NFL season is upon us so let's engage in the time honored ritual of fatuously trying to predict games that a coin flip would do better at predicting. 

In this blog post we will:
* get started with nfldb (limitations as well)
* query our data
* format for processing
* deploy logistic regression

# nfldb

some words on nfldb and its limitations

# Querying the Data

now we have postresql set up we can query the data

In [9]:
%matplotlib inline
import psycopg2
conn=psycopg2.connect("dbname='nfldb' user='kthomas1' host='localhost' password='' port=5432")
cur=conn.cursor()

# our first query to get the most common colleges for nfl players
cur.execute("""SELECT college, count(*) as freq 
from player 
where college is not null 
group by college 
order by freq DESC 
limit 10""")


In [10]:
import plotly.figure_factory as ff
from plotly.offline import init_notebook_mode, iplot
init_notebook_mode(connected=True)

college_count = cur.fetchall()
college_count_head = [("School","Count")] + college_count
college_count_table = ff.create_table(college_count_head)
iplot(college_count_table, filename='college_count_table')

In [11]:
conn=psycopg2.connect("dbname='nfldb' user='kthomas1' host='localhost' password='' port=5432")
cur=conn.cursor()

cur.execute("""SELECT full_name, position, uniform_number, height, weight, college
from player
where team='CAR'
limit 10""")

car_roster = cur.fetchall()

#here we just display the raw results without
car_roster

[('Robert McClain', 'DB', 27, 69, 195, 'Connecticut'),
 ('Daryl Williams', 'OT', 60, 78, 335, 'Oklahoma'),
 ('Jonathan Stewart', 'RB', 28, 70, 240, 'Oregon'),
 ('Brenton Bersin', 'WR', 11, 75, 210, 'Wofford'),
 ('Ted Ginn', 'WR', 19, 71, 180, 'Ohio State'),
 ('James Bradberry', 'CB', 24, 73, 210, 'Samford'),
 ('Daryl Worley', 'CB', 26, 73, 205, 'West Virginia'),
 ('Ryan Kalil', 'C', 67, 74, 300, 'USC'),
 ('Dean Marlowe', 'FS', 29, 73, 210, 'James Madison'),
 ('Tyler Larsen', 'OG', 69, 76, 335, 'Utah')]

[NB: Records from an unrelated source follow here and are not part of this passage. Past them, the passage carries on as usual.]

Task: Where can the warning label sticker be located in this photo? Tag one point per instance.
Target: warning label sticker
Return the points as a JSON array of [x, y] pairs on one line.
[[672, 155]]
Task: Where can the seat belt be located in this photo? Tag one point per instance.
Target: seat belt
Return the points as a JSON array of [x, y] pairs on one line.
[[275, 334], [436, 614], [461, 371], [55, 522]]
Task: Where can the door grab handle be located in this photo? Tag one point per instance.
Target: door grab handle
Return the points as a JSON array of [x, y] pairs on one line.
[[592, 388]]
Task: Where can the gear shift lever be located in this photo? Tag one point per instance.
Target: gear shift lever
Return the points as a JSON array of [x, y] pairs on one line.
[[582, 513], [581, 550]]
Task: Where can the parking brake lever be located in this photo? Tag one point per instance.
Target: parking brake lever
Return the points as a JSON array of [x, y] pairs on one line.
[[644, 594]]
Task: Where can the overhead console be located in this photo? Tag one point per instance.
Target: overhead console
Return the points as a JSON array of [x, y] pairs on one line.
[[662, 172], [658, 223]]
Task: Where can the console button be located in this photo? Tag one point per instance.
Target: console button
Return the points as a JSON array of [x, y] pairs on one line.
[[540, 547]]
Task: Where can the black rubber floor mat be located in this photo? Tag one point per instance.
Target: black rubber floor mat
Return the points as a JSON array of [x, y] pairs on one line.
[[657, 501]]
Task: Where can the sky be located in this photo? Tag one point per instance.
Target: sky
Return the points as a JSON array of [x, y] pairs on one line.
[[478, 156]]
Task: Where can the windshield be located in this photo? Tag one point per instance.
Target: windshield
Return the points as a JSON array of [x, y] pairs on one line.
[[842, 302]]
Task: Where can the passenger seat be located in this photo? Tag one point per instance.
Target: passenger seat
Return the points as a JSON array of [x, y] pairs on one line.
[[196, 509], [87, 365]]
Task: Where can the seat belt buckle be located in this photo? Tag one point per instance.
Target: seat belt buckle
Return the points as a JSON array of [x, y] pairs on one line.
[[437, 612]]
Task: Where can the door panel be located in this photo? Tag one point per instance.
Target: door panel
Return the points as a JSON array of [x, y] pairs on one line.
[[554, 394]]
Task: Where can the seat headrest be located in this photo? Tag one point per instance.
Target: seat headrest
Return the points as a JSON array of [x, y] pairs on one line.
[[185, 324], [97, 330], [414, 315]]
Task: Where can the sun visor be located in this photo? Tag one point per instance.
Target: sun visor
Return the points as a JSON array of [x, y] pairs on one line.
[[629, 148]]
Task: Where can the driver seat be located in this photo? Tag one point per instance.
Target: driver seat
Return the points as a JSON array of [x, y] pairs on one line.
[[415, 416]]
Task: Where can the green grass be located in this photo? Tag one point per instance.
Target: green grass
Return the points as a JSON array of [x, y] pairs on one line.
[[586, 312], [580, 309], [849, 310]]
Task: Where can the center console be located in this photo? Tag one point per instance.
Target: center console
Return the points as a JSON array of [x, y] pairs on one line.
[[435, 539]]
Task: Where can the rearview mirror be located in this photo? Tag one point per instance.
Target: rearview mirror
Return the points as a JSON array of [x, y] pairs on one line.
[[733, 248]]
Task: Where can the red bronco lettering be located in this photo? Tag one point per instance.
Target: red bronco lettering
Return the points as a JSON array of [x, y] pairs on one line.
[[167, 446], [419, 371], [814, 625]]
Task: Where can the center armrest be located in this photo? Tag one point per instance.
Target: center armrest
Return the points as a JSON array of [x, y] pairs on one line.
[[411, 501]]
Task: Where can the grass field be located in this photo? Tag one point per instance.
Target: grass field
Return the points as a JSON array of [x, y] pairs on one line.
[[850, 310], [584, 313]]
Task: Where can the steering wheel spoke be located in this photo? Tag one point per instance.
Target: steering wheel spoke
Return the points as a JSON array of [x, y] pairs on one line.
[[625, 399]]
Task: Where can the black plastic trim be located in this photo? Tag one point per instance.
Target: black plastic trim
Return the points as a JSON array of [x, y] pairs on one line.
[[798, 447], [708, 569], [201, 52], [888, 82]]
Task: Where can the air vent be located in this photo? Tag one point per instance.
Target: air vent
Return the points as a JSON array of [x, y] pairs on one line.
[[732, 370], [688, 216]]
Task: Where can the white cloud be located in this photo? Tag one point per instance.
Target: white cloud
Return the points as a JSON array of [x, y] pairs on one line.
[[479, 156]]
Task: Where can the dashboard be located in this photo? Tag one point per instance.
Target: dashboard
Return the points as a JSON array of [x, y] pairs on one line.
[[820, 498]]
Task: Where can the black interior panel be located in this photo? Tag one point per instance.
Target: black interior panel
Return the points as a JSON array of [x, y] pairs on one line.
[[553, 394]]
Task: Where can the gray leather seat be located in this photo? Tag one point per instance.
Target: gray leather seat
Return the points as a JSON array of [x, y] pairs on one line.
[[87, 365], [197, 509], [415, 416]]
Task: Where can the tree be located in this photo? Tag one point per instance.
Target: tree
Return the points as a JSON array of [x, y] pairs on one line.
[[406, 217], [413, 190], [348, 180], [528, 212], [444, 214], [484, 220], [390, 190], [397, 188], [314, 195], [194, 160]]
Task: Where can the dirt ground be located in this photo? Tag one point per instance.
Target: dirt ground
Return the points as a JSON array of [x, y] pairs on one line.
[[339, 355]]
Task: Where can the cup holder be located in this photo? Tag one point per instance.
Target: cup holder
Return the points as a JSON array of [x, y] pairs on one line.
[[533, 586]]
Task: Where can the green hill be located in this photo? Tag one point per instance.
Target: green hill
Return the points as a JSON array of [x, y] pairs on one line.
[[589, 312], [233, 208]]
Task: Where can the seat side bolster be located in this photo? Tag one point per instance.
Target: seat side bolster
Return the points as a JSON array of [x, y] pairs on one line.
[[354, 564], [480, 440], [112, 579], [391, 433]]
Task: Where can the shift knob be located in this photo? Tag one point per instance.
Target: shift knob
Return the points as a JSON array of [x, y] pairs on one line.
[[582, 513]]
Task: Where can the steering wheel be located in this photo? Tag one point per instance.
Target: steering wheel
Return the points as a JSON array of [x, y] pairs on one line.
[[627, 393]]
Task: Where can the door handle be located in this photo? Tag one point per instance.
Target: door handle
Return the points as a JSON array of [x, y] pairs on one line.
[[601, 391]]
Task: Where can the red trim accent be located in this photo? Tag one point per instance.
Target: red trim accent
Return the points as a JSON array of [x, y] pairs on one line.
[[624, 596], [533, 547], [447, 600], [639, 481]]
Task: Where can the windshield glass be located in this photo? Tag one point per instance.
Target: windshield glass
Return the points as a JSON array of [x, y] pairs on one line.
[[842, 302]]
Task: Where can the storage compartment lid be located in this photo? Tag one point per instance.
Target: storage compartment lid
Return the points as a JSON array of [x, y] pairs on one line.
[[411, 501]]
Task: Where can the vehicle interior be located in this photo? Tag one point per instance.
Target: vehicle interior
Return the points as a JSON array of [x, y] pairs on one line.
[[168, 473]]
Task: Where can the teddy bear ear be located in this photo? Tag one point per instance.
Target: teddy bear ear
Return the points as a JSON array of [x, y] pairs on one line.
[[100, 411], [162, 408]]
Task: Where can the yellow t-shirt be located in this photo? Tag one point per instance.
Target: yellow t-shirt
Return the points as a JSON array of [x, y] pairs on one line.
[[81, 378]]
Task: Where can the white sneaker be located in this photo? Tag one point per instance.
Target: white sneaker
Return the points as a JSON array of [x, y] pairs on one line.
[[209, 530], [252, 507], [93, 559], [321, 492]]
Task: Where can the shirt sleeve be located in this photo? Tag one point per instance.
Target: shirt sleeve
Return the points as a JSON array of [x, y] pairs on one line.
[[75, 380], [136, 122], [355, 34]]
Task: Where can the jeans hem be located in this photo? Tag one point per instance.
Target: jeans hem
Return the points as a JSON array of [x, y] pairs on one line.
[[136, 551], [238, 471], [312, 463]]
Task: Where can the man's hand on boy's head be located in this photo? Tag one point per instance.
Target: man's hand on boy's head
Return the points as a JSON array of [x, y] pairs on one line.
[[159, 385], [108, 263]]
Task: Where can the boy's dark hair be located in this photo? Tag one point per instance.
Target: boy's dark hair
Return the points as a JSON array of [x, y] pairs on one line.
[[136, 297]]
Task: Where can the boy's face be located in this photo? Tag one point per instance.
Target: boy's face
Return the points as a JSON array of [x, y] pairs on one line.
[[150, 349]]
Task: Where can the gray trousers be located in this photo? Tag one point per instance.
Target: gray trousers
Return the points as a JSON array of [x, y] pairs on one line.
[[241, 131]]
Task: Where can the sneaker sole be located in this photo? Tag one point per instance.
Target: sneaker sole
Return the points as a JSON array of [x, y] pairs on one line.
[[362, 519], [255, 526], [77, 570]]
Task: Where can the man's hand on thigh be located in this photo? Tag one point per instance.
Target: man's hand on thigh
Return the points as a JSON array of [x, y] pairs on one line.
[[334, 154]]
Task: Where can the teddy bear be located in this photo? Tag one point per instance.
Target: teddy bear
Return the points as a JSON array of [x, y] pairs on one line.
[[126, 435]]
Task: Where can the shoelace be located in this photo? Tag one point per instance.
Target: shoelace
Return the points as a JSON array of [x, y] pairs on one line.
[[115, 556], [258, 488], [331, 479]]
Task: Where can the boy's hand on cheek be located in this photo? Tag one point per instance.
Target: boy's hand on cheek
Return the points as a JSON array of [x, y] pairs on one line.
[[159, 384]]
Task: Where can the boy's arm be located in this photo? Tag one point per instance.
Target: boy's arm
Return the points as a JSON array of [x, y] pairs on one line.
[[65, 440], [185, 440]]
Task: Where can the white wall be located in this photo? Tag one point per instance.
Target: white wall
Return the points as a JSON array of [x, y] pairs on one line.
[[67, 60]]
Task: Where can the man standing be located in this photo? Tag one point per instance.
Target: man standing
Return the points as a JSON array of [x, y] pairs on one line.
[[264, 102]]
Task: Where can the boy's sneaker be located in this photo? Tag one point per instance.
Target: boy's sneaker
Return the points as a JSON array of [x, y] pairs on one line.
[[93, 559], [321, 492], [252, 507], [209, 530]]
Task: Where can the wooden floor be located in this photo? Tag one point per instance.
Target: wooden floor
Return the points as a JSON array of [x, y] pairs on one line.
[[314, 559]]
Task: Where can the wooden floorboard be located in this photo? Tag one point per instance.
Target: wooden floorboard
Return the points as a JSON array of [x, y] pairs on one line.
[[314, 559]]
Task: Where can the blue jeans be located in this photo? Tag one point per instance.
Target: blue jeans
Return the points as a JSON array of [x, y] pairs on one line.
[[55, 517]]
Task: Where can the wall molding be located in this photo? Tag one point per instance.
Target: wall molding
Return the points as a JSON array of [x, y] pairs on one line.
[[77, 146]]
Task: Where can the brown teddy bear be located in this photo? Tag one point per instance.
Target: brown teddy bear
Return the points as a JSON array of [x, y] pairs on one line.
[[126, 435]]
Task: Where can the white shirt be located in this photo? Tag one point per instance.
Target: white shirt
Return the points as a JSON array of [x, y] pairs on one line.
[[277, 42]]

problems with the dataset as with players not on team

In [12]:
# import pandas and numpy for 
import pandas as pd
import numpy as np

# query game results
conn=psycopg2.connect("dbname='nfldb' user='kthomas1' host='localhost' password='' port=5432")
cur=conn.cursor()
cur.execute("""select season_year, week, home_team, home_score, away_team, away_score
from game
where season_type='Regular'""")

#put results into a dataframe
raw = cur.fetchall()
game_results=pd.DataFrame(raw,columns=['year','week','home_team','home_score','away_team','away_score'])

#replace la with stl
game_results.replace(to_replace='LA', value='STL', inplace=True)

# compute wins and ties
game_results['home_win'] = [1 if x>y else 0 for x,y in zip(game_results['home_score'],game_results['away_score'])]
game_results['away_win'] = [1 if x<y else 0 for x,y in zip(game_results['home_score'],game_results['away_score'])]
game_results['tie'] = [1 if x==y else 0 for x,y in zip(game_results['home_score'],game_results['away_score'])]

# sort the dataframe
game_results=game_results.sort_values(by=['year','home_team','week'])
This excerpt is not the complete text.